- Born: Eddie Alan Jablowsky July 10, 1934 Whitechapel, London, England
- Died: December 5, 1998 (aged 64) Harrow, London, England
- Other name: Alan Conn
- Occupations: Travel agent, conman
- Years active: 1980s–1990s
- Known for: Impersonating director Stanley Kubrick
- Criminal status: Deceased
- Criminal charge: Theft, fraud, deception

Details
- Victims: Frank Rich; Joe Longthorne; Jim Davidson; Julie Walters; Patricia Hayes;
- Locations: London, England

= Alan Conway =

English con artist (1934–1998)

Alan Eddie Conway (10 July 1934 – 5 December 1998) was an English conman known for impersonating film director Stanley Kubrick. Conway and his wife were travel agents with offices in Harrow and Muswell Hill.
==Early years==
Alan Conway was born Eddie Alan Jablowsky in Whitechapel, London on 10 July 1934. At age 13, he was sent to a borstal for theft. Around that time that he began changing his name and fabricating personal histories: among other stories, he told people he was a Polish Jew who had been imprisoned in a Nazi concentration camp.

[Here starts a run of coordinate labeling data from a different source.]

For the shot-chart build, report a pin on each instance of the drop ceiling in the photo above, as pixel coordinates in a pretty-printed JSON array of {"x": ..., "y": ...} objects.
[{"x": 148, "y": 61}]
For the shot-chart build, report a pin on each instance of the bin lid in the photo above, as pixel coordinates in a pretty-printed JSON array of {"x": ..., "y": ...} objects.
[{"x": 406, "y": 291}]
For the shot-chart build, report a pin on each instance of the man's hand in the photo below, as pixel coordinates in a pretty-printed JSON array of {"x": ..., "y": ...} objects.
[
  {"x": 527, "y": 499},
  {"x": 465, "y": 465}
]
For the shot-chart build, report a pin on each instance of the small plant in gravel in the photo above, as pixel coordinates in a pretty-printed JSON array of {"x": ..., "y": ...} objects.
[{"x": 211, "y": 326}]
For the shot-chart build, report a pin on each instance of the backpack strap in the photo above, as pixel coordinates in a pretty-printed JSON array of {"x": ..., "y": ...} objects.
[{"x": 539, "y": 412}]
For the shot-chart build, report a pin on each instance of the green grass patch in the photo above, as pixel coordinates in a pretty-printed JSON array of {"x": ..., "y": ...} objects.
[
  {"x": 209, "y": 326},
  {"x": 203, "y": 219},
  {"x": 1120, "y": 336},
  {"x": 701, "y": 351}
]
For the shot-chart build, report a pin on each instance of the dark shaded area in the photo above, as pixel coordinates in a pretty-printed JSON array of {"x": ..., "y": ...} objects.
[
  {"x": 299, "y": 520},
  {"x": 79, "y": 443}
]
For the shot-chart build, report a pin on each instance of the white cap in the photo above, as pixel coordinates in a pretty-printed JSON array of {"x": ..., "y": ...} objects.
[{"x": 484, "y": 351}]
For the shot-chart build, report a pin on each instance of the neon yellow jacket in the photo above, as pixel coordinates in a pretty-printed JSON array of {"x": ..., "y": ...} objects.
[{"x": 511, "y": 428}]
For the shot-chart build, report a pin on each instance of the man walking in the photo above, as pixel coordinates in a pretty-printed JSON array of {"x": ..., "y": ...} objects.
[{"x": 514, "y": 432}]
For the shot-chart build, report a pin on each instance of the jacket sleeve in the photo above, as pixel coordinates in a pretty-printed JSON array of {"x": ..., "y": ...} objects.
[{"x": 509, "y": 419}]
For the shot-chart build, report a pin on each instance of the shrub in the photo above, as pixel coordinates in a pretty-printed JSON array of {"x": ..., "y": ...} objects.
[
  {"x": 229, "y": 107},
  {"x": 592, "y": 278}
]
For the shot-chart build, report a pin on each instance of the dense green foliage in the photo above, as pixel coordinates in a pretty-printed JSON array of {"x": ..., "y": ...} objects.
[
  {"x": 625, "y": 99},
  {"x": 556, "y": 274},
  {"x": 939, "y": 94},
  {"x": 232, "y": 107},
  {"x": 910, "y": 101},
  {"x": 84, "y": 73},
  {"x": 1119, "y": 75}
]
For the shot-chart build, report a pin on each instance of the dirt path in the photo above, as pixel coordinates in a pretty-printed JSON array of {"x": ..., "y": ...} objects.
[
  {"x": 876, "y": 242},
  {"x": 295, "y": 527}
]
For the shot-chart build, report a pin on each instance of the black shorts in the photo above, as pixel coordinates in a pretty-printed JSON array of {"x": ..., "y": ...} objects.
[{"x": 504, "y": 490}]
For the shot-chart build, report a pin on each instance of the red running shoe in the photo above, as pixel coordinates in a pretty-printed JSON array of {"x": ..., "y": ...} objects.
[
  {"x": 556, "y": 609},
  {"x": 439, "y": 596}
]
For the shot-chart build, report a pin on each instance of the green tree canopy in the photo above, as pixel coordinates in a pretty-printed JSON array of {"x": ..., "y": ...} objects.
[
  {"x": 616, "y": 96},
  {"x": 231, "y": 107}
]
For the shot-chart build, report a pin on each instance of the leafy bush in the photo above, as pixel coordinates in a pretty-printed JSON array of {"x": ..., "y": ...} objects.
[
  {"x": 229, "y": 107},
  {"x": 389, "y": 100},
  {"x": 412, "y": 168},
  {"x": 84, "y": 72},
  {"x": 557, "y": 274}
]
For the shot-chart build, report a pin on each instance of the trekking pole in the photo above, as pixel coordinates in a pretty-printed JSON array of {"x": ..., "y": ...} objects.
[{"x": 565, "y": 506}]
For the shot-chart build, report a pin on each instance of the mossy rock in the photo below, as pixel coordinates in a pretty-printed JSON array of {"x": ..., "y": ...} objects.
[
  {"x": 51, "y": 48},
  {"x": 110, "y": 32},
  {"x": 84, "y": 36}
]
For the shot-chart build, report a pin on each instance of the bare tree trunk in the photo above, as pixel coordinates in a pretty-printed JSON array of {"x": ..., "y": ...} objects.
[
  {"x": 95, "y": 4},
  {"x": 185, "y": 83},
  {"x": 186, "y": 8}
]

During the 1980s, Conway left his wife for a male lover, who died of AIDS. Conway's business collapsed due to neglect, and he descended into alcoholism. He turned to crime to support himself.

==Kubrick impersonation==
Conway's impersonations of director Stanley Kubrick occurred during the early 1990s, at which time Kubrick had been withdrawn from public view for about 15 years. Although Kubrick had worn a full beard since the 1960s, whereas Conway was always clean-shaven, the time gap meant that many accepted Conway's deception.

Conway convinced figures in the entertainment industry that he was the famed director, promising roles in films and exclusive interviews, and conned others into paying for meals and drinks, claiming his studio would reimburse them.

Frank Rich, a theatre critic for The New York Times, was taken in by Conway's act in Joe Allen's restaurant when he invited Conway and his friends to join him at his table. Rich later said that he believed Stanley Kubrick was homosexual after meeting Conway. Rich and his journalist friends were excited at the prospect of an exclusive interview with Kubrick, only discovering the truth after contacting executives at Kubrick's studio Warner Brothers, who were aware of the scam but had been unable to identify the imposter.

When Kubrick's lawyer informed Kubrick of the impostor, Kubrick was highly amused by the idea. Kubrick's wife, Christiane, was less impressed; she later reflected: "It was an absolute nightmare. This strange doppelgänger who was pretending to be Stanley. Can you imagine the horror?"

Conway was tracked down in part through the efforts of Kubrick's personal assistant, Anthony Frewin, who went on to write the screenplay for the film Colour Me Kubrick (2005), starring John Malkovich as Conway.

Conway was interviewed for the 1997 BBC TV series The Lying Game: The Great Pretenders, and was the subject of the 1999 Channel 4 documentary The Man Who Would Be Kubrick.

Conway died of a heart attack on 5 December 1998, three months before Kubrick's own death (also from a heart attack) in March 1999.